Every time I see this album in the used section of a CD store, I feel the urge to buy it again. I don't understand why so many people don't appreciate this album for what it is. Don't compare it with the other ones; this one has a light of its own. Personally I think Dare Mason has a lot to do with the sound of the record. It starts where P=A left with the dark and haunting "Day of the Dead", followed by one of the most cruelly over looked and ignored Church songs, "Lost My Touch". This one is a gem, kind of electronic with a melancholic and dark melody that it's hard to get out of your head. "Loveblind" goes in the same direction as "Lost My Touch" but with more acoustic guitars and dreamlike female choruses, nice story by the way. My Little Problem is a nice melancholic song that grows on you after a few listens. The Maven is the hard rocking song of the album, followed by an almost dance song, Angelica, with a very interesting blend of guitar feedback and electronic beats, it has little oriental feel. 'Two Places At Once" is a mellow kind of romantic song (in a Church point of view), but not with a common story, do you believe in reincarnation? "Business Woman" and "Authority" are two songs that weren't suppose to be in the album, but I find them exquisite. If only pop would always sound like this. "Fly Home" and "The Dead Man's Dream" are two hypnotizing psychedelic peaces that will make you want to laid back and relax. If you're new to The Church and want to get a classic, may be this one isn't the right start, but never the less this is a hell of a good Church album. If you like SA, you may also like The Refo:mation.
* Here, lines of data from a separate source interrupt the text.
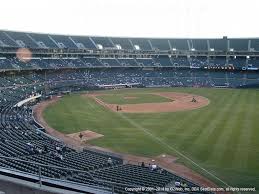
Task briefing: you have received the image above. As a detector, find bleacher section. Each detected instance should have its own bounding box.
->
[0,31,259,193]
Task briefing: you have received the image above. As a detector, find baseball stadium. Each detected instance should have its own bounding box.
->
[0,0,259,194]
A pared-down Church (reduced to Kilbey and Willson-Piper) produced this strange, psychedelia-meets-electronica-meets-god knows what as they struggled to retain the original vision of the band. At first listen overindulgent, the album reveals its treasures only after the listener peers past the over-bright gleam of the stylistic touches. In fact there are a multitude of soaring works here that take you to places no guitar duo has ever before. Pour yourself a drink, relax, turn the lights low (Kilbey would suggest a joint) and worship at the altar; no other response would do the band justice.